Intussen worden 56 mannen die na hun ontslag uit militaire dienst bij de reservetroepen werden ingedeeld en later Getuigen werden, herhaaldelijk gerechtelijk vervolgd, beboet en gevangengezet omdat ze bezwaar maken tegen oproepen voor militaire training. Omdat ze acht jaar lang jaarlijks diverse keren opgeroepen worden, is het bijzonder moeilijk met het voortdurende onrecht om te gaan.

SINGAPORE

Ondanks herhaalde verzoeken om vervangende burgerdienst te mogen verrichten, zitten 12 broeders 39 maanden gevangenisstraf uit in de militaire gevangenis. Een andere broeder zit een jaar gevangenisstraf uit wegens weigering als reservist te dienen.

TURKMENISTAN

Negen mannelijke Getuigen zijn wegens dienstweigering tot gevangenisstraffen van anderhalf tot twee jaar veroordeeld en worden vaak onbarmhartig afgeranseld door bewakers en soldaten. Als die Getuigen worden vrijgelaten, worden ze vaak opnieuw gerechtelijk vervolgd als ’recidivisten’ en onder een strenger gevangenisregime geplaatst. De advocaten van tien Getuigen die militaire dienst hebben geweigerd, hebben klachten ingediend bij het Mensenrechtencomité van de Verenigde Naties.

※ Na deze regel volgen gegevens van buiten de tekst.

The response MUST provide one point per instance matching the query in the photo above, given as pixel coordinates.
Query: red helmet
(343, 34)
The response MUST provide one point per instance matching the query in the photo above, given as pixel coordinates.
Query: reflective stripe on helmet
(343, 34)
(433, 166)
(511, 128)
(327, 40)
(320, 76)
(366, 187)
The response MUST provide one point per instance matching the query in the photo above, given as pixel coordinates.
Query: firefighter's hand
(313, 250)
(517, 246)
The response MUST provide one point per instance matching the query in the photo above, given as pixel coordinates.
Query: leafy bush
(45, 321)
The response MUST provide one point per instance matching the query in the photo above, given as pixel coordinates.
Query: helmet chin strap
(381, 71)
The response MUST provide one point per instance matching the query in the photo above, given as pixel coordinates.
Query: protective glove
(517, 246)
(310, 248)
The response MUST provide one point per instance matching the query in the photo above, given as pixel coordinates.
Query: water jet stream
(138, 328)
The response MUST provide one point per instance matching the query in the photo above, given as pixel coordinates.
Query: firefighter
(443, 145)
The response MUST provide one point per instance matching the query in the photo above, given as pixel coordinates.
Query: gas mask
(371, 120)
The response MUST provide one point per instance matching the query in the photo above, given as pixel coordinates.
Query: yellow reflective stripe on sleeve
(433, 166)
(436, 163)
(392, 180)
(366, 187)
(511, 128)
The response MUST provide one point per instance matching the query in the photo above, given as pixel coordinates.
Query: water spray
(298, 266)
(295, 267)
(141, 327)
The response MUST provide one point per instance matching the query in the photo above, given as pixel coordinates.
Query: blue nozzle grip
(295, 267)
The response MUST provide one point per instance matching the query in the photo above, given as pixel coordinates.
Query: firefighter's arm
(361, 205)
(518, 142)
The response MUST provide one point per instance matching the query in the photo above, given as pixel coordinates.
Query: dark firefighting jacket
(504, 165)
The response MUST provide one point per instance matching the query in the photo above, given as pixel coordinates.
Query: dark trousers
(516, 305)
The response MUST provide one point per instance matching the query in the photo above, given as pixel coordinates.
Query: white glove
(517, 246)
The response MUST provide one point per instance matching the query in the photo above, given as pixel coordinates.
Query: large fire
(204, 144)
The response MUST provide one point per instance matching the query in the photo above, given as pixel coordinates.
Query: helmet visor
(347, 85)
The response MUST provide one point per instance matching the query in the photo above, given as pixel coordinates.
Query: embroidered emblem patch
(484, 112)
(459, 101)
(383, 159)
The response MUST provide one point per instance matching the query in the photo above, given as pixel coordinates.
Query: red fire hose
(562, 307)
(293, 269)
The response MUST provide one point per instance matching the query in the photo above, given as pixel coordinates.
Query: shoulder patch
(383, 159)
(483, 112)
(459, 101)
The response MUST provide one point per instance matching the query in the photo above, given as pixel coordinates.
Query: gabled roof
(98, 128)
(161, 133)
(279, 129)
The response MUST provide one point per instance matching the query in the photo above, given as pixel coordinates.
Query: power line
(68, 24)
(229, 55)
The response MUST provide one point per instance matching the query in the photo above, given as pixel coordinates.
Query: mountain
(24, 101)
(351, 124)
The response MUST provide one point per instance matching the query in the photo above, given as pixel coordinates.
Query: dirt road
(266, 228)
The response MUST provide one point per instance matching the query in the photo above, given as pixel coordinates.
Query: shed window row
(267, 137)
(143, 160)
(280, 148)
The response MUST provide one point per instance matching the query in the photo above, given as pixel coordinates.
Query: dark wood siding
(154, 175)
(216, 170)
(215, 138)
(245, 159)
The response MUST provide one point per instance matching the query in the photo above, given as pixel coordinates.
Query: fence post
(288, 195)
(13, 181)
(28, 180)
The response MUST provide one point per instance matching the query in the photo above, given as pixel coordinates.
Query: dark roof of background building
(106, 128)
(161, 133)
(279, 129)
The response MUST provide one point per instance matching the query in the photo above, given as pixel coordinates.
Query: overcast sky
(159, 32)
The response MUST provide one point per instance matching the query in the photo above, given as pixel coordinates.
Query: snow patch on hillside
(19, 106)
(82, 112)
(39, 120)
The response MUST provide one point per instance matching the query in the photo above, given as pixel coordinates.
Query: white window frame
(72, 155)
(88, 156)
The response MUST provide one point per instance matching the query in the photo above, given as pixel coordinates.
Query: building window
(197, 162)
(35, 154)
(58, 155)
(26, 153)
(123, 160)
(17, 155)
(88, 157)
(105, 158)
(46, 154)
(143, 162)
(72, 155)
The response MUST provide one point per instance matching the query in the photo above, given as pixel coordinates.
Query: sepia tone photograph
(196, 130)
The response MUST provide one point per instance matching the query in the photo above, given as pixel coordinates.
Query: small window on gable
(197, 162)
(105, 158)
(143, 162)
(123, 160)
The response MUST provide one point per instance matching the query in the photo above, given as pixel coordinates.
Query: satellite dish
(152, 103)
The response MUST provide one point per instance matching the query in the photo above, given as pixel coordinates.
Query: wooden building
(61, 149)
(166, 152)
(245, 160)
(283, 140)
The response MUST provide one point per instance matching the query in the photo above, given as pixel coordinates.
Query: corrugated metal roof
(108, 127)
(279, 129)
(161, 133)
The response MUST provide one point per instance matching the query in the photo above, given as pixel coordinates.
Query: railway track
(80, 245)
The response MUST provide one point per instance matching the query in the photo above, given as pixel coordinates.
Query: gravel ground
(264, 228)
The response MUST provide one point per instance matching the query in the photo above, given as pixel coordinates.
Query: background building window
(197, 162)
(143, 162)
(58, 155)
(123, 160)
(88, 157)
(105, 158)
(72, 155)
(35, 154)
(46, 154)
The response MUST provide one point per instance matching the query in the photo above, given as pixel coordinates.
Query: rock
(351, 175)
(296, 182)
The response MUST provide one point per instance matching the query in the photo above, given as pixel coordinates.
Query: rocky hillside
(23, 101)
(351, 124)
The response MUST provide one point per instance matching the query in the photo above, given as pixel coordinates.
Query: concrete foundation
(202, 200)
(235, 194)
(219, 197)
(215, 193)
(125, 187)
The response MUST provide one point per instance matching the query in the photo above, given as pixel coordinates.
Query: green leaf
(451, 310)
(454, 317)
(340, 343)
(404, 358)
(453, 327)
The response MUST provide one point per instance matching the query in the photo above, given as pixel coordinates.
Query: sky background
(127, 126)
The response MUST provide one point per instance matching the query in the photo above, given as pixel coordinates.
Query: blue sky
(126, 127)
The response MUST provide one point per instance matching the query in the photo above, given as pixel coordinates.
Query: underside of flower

Gewetensbezwaar tegen patriottische ceremonies

Gebaseerd op Daniël 3:16-18.

Illustratie op blz. 32

Tanzania: Nadat deze Getuigenjongeren in het gelijk waren gesteld, konden ze weer naar school

TANZANIA

Het hooggerechtshof in Dar es Salaam vond unaniem het optreden ontoelaatbaar van een schoolbestuur dat vijf leerlingen van school stuurde en 122 andere schorste omdat ze weigerden het volkslied te zingen. In een op 12 juli 2013 gepubliceerd arrest erkende het hooggerechtshof de oprechtheid van het geloof van de Getuigenleerlingen en hun grondwettelijke recht op bescherming van hun vrijheid van geweten en godsdienst. De vastbeslotenheid van deze jongeren om loyaal te blijven aan God leidde tot een overwinning waardoor Jehovah’s naam en onze vrijheid van aanbidding in Tanzania hooggehouden worden.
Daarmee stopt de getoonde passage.